October 28, 2014

Skeptics of The Poor

Two homeless women contacted The SOFEI Group for housing assistance after eviction from an area shelter. Housing homeless women and their families is not part of our mission; however, we sought assistance (temporary housing, food, and pampers) from area organizations, churches, and people on their behalf. Following are responses to our request:
  • Why were they evicted?
  • Are they tithing members of a church?
  • They must be irresponsible women to be evicted from a shelter.
  • Why can't they move to another shelter?
  • I don't believe in giving my money to people that don't want to help themselves.
  • Why can't they go and stay with relatives?
All responses were valid and The SOFEI Group decided to provide temporary housing and food for these women because they were wandering the street with their children in tote. And, it was discovered their eviction wasn't a result of their carelessness, but their refusal to attend substance abuse (alcohol or drugs) counseling sessions mandated by the shelter.

Some shelters receive different types of funding - funding for emergency or transitional housing. And, when shelters are strapped for cash, it's unfortunate that some women are subjected to unnecessary or unrelated services.

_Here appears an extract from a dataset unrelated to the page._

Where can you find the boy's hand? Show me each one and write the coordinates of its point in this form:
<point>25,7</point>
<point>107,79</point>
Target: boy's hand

We're all responsible to be good stewards of our resources, and we clearly understand the skepticism associated with giving money to people you don't know. However, here's a food for thought, every time we spend our money, we're possibly supporting an organization or a cause we do not believe in. You know why? Because we don't ask questions about how our money is being used after a purchase is complete. As long as our immediate wants or needs are met, we seldom question the destination of our hard-earned money once it leaves our hands.

So, why the skepticism when money is needed to help the poor?